In the following special report, we analyze the impact of the main candidates’ energy views.
Whether Emmanuel Macron will defeat Marine Le Pen in the second round on May 7 with a similar margin as Jacques Chirac defeated her father back in 2002 remains to be seen, but In terms of policy and world view the two candidates again offer an almost antagonistic choice.
This is also true in energy terms with a number of key nuclear issues to be decided under the next president’s watch. Equally, France’s nuclear industry is at the cross-roads – shaken by delays and cost-overruns at Flamanville-3 as well as safety fears at existing reactors that saw power prices spike to record-highs last winter.
The next French president will be the first since Chirac to open a new nuclear power plant. That person will also need to decide the future of France’s oldest reactors, now approaching the end of 40-year life-spans. EDF’s program to extend reactor operation – the ‘Grand Carenage’ – is hugely expensive, but the alternative of closures would hardly be cheap, with impacts on security of supply, power price, cross-border flows and France’s carbon footprint.
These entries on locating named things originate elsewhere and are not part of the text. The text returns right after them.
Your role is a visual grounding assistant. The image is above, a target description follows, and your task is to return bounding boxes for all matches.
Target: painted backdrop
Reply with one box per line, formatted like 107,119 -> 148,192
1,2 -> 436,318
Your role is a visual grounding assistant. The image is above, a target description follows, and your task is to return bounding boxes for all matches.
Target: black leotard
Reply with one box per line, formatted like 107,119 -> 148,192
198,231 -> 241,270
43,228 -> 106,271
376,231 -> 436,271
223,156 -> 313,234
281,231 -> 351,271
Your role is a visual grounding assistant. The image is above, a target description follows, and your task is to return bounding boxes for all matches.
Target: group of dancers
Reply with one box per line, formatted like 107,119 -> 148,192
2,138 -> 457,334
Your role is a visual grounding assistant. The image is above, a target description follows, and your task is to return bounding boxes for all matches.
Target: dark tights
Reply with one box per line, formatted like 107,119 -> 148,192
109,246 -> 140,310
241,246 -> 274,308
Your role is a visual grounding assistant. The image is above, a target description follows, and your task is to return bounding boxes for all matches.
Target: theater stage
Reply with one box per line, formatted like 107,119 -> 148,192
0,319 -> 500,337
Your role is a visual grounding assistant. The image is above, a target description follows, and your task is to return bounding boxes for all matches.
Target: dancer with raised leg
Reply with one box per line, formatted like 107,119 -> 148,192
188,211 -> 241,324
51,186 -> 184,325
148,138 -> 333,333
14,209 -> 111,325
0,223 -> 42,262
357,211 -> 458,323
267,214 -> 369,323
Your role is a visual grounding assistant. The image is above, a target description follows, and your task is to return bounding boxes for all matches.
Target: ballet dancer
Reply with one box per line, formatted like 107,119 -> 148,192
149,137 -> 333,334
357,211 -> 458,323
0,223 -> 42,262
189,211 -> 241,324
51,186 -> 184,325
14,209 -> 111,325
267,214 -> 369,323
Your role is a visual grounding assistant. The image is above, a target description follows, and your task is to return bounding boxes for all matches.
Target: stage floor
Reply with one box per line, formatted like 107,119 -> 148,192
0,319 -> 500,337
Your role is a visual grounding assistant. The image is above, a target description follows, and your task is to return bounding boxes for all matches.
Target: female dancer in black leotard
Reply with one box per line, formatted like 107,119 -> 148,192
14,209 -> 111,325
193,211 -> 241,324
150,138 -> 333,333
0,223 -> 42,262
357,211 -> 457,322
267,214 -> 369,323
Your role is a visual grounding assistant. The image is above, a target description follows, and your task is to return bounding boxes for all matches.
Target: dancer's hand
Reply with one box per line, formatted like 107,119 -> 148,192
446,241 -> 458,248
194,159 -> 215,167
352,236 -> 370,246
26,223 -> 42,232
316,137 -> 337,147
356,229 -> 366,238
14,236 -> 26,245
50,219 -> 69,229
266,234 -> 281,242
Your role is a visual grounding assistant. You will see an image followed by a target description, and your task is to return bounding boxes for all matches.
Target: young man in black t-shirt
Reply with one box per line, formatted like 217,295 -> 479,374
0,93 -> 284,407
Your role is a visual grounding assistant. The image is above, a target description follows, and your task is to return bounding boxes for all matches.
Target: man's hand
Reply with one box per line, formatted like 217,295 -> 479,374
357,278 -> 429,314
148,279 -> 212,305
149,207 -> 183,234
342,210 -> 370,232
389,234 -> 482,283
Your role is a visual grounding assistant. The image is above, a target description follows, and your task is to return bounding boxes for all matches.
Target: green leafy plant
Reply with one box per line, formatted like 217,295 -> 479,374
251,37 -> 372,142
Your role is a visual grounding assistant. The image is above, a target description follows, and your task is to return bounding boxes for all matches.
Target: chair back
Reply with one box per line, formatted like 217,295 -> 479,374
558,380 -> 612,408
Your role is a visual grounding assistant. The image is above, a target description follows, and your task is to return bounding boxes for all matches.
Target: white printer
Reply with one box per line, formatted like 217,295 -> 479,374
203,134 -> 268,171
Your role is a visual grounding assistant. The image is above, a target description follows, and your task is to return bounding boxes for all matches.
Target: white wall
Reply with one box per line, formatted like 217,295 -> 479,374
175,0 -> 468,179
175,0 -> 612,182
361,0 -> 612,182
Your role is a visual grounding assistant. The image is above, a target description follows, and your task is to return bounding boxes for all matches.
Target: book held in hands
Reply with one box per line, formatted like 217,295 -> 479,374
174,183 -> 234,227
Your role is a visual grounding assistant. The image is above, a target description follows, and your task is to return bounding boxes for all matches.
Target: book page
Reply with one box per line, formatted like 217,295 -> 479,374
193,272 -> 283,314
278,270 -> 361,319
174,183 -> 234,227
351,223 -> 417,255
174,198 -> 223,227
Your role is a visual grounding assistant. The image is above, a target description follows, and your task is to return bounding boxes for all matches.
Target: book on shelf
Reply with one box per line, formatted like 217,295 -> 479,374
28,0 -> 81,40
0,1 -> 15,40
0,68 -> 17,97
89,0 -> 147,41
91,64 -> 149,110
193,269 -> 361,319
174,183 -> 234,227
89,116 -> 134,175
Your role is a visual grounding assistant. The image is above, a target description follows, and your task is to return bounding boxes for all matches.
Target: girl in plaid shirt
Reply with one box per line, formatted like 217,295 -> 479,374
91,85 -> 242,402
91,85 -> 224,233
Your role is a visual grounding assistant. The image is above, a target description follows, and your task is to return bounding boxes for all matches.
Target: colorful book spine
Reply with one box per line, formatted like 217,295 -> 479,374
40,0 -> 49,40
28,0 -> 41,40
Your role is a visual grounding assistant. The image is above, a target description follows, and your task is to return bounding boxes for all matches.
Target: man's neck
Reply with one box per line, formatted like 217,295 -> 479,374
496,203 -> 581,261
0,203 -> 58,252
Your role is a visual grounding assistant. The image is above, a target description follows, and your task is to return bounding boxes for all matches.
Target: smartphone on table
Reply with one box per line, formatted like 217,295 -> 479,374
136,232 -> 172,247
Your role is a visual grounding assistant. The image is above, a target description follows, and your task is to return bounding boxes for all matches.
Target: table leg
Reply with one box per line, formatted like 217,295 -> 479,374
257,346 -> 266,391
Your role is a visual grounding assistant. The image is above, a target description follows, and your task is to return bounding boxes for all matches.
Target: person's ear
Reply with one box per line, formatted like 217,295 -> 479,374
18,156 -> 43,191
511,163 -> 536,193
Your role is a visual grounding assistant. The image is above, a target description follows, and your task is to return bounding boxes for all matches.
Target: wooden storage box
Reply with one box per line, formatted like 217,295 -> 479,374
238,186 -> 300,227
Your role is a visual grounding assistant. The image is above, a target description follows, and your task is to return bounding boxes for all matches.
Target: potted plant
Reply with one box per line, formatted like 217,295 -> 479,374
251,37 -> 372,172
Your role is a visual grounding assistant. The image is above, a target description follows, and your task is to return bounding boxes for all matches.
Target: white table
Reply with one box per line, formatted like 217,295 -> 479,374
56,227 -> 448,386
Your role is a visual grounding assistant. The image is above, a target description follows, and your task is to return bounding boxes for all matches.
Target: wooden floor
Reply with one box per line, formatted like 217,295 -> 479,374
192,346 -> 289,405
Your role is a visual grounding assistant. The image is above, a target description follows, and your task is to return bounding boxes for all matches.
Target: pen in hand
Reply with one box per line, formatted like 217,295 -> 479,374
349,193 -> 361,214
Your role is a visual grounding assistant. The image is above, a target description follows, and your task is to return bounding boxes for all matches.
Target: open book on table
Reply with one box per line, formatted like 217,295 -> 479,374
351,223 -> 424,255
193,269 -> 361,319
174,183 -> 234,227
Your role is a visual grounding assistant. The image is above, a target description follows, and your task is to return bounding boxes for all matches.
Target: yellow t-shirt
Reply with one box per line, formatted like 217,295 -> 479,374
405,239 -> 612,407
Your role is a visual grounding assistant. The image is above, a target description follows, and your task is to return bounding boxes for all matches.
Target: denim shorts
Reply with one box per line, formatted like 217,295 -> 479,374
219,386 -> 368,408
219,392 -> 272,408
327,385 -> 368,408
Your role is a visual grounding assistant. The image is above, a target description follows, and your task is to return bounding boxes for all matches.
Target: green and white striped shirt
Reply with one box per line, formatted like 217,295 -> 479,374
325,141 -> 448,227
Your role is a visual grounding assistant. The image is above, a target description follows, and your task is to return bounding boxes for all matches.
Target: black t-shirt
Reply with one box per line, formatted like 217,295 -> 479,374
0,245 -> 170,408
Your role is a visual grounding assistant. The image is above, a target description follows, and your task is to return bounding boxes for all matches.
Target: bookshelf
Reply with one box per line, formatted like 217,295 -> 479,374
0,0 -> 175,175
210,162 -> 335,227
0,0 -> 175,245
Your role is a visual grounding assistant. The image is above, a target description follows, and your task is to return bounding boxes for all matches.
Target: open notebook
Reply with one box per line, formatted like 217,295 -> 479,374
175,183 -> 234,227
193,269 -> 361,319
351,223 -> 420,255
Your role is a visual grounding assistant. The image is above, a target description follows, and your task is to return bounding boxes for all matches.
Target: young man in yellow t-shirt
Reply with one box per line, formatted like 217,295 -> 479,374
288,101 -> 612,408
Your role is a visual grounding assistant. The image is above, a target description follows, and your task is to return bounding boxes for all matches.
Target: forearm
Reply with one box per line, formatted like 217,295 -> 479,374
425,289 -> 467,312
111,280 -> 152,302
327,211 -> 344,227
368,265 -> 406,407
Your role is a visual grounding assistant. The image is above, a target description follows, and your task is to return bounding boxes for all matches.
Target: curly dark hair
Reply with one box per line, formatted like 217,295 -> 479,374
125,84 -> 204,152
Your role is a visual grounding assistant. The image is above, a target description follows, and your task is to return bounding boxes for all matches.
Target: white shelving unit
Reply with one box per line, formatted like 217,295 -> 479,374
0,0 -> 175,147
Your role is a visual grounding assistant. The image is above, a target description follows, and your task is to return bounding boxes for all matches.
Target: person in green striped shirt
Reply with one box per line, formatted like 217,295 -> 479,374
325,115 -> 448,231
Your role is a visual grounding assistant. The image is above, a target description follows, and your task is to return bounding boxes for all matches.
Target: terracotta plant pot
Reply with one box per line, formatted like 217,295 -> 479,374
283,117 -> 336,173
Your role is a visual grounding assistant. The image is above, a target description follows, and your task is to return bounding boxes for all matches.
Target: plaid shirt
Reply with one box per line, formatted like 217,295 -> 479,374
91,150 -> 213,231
Debates on the need to strengthen carbon prices in the context of the Paris Agreement are therefore to be seen in France’s national interest, but will only work if France can convince its neighbors of shared benefits.
In this special report, S&P Global Platts analyses the range of possible impacts of the two candidates’ views on energy. A victory for the front-runner, center-left ex-banker and former economy minister Emmanuel Macron, could be structurally bullish for electricity prices and in the long term result in France, Europe’s largest electricity exporter, becoming increasingly dependent on imports.
Macron’s views are also closest to business-as-usual with the candidate set to expand on President Francois Hollande’s energy transition path, while far-right candidate Marine Le Pen favors of a ‘return to glory’ for the French nuclear industry and campaigns for a moratorium on wind power.